美術館訪問記-102 ウィーン、リヒテンシュタイン美術館

(* 長野一隆氏メールより。写真画像クリックで原寸表示されます。)

添付1:ウィーン、リヒテンシュタイン美術館正面

添付2:リヒテンシュタイン美術館図書室

添付3:リヒテンシュタイン公爵使用の宮廷馬車

添付4:ヘラクレスの間と天井画

添付5:ルーベンス作
「クララの肖像」

添付6:バドミントン・キャビネット

添付7:レオナルド・ダ・ヴィンチ作
「ジネヴラ・デ・ベンチの肖像」
ワシントン・ナショナル・ギャラリー蔵

リヒテンシュタイン公爵家は神聖ローマ帝国のハプスブルク家に仕える家臣でした。 従って、帝国の首都だったオーストリア、ウィーンにも宮殿を構えていました。

そのバロック宮殿が「リヒテンシュタイン美術館」として公開されています。

前回、ファドゥーツにある、リヒテンシュタイン美術館を紹介しましたが、 このウィーンの美術館とファドゥーツの美術館とは、全く関係ありません。

ウィーンの方は私立美術館、ファドゥーツの方は国立美術館です。

日本語では名前が同じですから、混同してしまいますが、全く別物です。

現地語(どちらもドイツ語)ではウィーンはLichtenstein Museum、 ファドゥーツはKunstmuseum Lichtensteinとなり、明らかに異なるのですが。

実は、ウィーンにあるリヒテンシュタイン美術館はウィーン最初の美術館として 1938年まで機能していたのですが、ナチス・ドイツのオーストリア併合時に 美術品を疎開分散させ、閉じていたものを66年振りに、2004年再開したのです。

家臣としての分を守るためでしょうか、外見はシンプルな造りですが、 内部は流石に豪華絢爛。宮殿そのものが美術品とも言えます。

特に図書室の立派なのには驚きました。まさに王侯貴族の生活。

1階は図書室や特別展用の部屋、宮廷馬車や彫刻等が展示され、 天井画は見事ですが、常設絵画作品の展示はありません。

贅沢な空間が広がっています。

2階には展示室10室と中央に大広間があります。

このヘラクレスの間は600平方メートルにも及ぶウィーンで最も大きい バロック広間で、天井を、アンドレア・ポッツォが筆を振るった、 壮大なオリンポスの神々のフレスコ画が煌びやかに彩っています。

各部屋に、日英独仏伊西で別々に書かれた、説明シートが置いてあります。 展示されている作品には、番号が振ってあるだけで、 そのシートに、番号に応じて、作品と作者の解説が書かれています。

これが実に分かり易く、親切に書かれていて、知りたい情報が一目で得られ、 便利です。
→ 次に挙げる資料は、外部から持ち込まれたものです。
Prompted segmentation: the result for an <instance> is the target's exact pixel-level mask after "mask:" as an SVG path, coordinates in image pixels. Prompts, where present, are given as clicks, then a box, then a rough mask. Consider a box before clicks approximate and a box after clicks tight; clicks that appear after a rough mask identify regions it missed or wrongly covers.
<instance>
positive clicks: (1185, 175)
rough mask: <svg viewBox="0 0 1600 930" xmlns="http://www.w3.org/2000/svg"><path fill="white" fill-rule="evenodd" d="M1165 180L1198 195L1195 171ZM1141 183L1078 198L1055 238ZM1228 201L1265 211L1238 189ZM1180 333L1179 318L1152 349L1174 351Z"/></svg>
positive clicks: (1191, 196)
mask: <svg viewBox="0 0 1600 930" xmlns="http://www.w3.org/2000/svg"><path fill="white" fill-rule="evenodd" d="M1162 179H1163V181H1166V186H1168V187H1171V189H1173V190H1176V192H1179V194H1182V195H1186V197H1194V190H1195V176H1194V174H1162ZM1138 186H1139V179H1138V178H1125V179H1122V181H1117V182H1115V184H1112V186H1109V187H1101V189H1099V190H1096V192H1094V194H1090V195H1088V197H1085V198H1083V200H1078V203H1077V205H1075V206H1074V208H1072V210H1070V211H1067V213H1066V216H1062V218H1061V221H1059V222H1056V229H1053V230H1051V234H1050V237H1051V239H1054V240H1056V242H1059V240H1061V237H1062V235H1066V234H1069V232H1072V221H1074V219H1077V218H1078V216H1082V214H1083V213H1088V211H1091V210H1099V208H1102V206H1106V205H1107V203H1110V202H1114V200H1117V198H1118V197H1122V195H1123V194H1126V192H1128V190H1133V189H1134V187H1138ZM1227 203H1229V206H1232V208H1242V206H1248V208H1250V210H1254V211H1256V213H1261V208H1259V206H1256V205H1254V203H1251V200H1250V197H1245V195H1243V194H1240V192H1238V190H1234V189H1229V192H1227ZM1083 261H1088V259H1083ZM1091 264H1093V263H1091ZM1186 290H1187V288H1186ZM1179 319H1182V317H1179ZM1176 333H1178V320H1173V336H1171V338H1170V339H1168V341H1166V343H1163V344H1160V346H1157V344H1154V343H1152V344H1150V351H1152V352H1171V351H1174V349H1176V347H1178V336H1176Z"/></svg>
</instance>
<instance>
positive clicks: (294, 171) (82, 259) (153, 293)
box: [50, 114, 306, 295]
オーディオガイドでは、えてして、不要な情報も我慢して聞かなければ 必要な情報に行きつかないような事もあります。

他の美術館も、リヒテンシュタイン美術館の方式を見習って欲しいものです。

ここの見どころは、ルーベンスの作品を30点以上所有していることです。 中では娘のクララの肖像画がルーベンスの父親としての愛情が感じられて 秀逸でした。
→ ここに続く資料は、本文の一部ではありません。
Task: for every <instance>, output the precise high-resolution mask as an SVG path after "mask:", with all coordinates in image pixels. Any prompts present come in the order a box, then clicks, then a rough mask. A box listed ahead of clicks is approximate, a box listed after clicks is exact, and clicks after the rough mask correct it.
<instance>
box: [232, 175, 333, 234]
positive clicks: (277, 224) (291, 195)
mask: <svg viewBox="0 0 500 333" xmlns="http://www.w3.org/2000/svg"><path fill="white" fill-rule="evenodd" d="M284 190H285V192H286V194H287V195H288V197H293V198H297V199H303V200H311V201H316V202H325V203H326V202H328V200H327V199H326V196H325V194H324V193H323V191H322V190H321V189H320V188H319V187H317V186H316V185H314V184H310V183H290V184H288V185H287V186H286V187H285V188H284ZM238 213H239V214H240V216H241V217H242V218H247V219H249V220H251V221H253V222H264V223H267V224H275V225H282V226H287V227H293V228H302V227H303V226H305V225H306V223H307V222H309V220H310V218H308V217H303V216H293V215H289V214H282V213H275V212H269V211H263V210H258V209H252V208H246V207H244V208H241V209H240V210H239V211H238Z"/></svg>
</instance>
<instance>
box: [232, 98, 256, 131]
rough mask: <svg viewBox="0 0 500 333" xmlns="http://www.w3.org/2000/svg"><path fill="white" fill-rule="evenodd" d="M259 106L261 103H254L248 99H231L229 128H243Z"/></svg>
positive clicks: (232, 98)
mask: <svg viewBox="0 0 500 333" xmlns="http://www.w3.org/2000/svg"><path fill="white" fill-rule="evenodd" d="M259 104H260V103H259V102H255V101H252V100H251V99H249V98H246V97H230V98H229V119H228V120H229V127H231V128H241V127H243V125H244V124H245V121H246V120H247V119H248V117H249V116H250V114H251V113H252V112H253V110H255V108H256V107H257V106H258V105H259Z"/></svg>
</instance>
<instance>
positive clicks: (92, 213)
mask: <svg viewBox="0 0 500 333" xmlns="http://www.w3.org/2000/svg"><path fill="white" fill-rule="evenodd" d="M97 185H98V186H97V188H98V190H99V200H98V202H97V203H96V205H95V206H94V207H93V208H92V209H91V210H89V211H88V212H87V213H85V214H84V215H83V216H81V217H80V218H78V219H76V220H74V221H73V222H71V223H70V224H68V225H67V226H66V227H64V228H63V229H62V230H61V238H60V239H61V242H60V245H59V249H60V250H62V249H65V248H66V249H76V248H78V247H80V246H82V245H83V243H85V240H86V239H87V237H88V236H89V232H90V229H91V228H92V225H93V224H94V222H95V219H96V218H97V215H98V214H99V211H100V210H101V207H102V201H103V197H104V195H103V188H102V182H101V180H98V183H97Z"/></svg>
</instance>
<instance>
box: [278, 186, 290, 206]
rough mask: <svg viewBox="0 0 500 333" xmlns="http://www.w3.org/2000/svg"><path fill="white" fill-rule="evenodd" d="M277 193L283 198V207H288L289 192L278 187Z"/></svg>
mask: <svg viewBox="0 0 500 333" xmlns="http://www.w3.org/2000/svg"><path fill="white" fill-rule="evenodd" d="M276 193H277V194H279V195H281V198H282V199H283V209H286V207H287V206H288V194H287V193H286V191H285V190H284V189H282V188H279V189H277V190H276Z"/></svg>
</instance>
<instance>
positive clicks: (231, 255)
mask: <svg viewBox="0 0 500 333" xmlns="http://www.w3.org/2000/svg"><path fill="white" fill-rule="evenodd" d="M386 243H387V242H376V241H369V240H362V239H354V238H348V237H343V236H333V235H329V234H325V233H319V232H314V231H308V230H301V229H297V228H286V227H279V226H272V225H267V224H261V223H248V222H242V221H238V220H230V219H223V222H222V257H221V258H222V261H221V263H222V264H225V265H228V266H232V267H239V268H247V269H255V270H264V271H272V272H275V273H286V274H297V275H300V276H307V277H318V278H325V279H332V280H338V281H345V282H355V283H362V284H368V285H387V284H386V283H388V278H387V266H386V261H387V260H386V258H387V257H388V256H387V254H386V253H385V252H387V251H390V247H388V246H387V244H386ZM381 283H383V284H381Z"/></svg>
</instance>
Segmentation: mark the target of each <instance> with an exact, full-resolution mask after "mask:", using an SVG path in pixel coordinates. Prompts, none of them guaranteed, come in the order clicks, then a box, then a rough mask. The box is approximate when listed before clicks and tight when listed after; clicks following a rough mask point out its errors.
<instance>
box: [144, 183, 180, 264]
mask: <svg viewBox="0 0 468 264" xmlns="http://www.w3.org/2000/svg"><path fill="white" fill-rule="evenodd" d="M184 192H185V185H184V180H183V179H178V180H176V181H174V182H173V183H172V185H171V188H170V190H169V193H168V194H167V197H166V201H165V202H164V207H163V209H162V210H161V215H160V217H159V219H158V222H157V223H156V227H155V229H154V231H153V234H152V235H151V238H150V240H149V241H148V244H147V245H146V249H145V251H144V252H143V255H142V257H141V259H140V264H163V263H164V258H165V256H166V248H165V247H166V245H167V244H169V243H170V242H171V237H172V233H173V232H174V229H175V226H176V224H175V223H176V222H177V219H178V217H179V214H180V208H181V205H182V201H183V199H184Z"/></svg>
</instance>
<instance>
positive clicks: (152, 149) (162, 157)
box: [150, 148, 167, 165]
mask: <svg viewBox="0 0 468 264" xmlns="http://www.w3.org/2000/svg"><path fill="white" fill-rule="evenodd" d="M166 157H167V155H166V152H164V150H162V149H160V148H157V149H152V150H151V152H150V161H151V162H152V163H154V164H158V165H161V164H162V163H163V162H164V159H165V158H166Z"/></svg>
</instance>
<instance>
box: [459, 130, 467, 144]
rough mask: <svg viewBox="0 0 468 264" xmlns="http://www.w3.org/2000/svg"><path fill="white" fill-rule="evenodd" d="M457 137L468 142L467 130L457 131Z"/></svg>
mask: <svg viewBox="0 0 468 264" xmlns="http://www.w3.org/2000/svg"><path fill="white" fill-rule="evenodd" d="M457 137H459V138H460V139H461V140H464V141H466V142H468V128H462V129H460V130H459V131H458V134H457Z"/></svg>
ルーベンスの弟子だったアンソニー・ヴァン・ダイクも16点ありました。

2004年に、クリスティーズにて38億円で購入したという、世界最高値の家具、 バドミントン・キャビネットにも、触れない訳にはいかないでしょう。

鍍金したブロンズであるオルモルと黒檀で作られた、 高さ386cm、幅232.5cmの大きなキャビネットの全面に、貴石で作られた絵柄が、 絵画としても素晴しく、見とれてしまいました。

リヒテンシュタイン公爵家は代々、美術品収集に格別の情熱を傾けて来たようで、 絵画だけでも1600点以上を保有しているといいますが、 その情熱は未だに衰えず、継続されているようです。

しかしそんな公爵家も第二次大戦後には財政難に陥った事もあったようで、 1967年、公爵家所有のレオナルド・ダ・ヴィンチの傑作 「ジネヴラ・デ・ベンチの肖像」が、500万ドル(当時の為替レートで18億円)で、 ワシントン・ナショナル・ギャラリーの手に渡り、話題になりました。

それまでの歴史上、絵画一作品としては最高値の取引と言われました。

なにせ葉書一葉が7円だった頃の話です。

これがヨーロッパ以外にある、唯一のレオナルド作品となっています。

リヒテンシュタイン美術館は入場者が少なく、経営的に難しかったようで、 2011年末から個人入場を終了し、団体見学申込みや特別イベント時のみ 開館することになっています。残念です。